# How to use a Vibe E



## KSUFLASH

I have tried Vibe E's a few times, and I can never seem to get the hang of how to work them. Seems the treble hooks always want to snag my line and foul up when ripping them up the water column. Would like to learn a way to use thes. Also, I hear some guys tip the hooks with a minnow head. Tried that, but it puts the blade bait off balance and doesn't vibrate very well. The bait falls off the hook pretty fast as well. If I am correct, I believe there are 3 holes at the top of the blade bait as well, where tie your line.
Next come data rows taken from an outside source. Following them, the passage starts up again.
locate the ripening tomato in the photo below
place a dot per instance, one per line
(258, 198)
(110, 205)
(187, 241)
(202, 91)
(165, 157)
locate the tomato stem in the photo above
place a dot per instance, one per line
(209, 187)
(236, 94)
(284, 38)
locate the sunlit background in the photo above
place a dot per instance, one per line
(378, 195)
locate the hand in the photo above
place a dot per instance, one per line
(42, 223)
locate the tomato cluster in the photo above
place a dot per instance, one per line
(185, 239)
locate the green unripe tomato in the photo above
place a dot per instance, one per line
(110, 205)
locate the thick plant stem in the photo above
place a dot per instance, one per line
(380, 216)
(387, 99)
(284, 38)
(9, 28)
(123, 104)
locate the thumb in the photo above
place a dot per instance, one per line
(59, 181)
What is the purpose of these 3 holes, why not just one




flash-----------------------out


----------



## Shortdrift

The Vib-E can be worked in several ways. Jigged, pump cast and trolled. For jigging, snap the rod up one to two feet then let the Vib fall on a semi tight line. If you slack off too much you will continually foul and miss bites.. Let the lure settle and sit still for a second or three then repeat. Remember that jigging is like all other forms of fishing in that the presentation must be varied according to what the fish want at that particular time. It helps to literally bang the lure off the bottom and sometimes leave it sit on the bottom briefly prior to snapping it up again. This immitates a dying baitfish.
For jigging I always use the center hole and also have a quality swivel about fifteen inches above the lure. Fireline is a real advantage also. I use 8#.
You can cast the Vib-E and let it settle to the desired depth or to the bottom then retrieve in in a pumping action but again being careful to have the line semi tight on the fall. If allowing the lure to settle to the bottom you should start the retrieve the minute it hits bottom. 
Lewis, Corey and I caught saugeye this spring by casting into a foot of water near the shore and pump retrieving as soon as the lure hit the water. The deepest water we fished was four feet.
You can troll the Vib-E also and use the pumping or even the snap action or a combo of both. I don't care to troll the Vib-E but it can be effective.
I'm sure the Guru Of Saugeyes, Jim Corey can add to these methods.
One last thing: Get a good plug knocker unless you want to go broke. Corey sells the best one I have ever used. It is a short section of round stock with three small link chains on the bottom. You attach it to the line, send it down, bump the lure until the chains foul the hooks and then collect the whole mess. You should be as vertical as possible over the snagged lure when using the knocker.
The $12 investment has saved Lewis and I over $100 to $150 in lures of all types. If you aint near or on the bottom for saugeyes, you are wasting your time.


----------



## Corey

You covered about everything, Shortpants. 
I have read in posts where some anglers favor allowing the Vib-"E" to fall to the bottom, then reeling it up a few inches and beginning their vertical jiging from that position. This does indeed minimize snags and fouling but I wouldn't reccommend it for Saugeyes. In most cases it is a great presentation for Walleyes but given the prediliction of Saugeyes for direct bottom contact, not using that bottom few inches of the water column can mean the difference between a few fish per trip and dozens. The main reason that I see for fouling when watching other anglers fish bladebaits, is dropping slack too fast on the downstroke, allowing the lure to turn over on the fall.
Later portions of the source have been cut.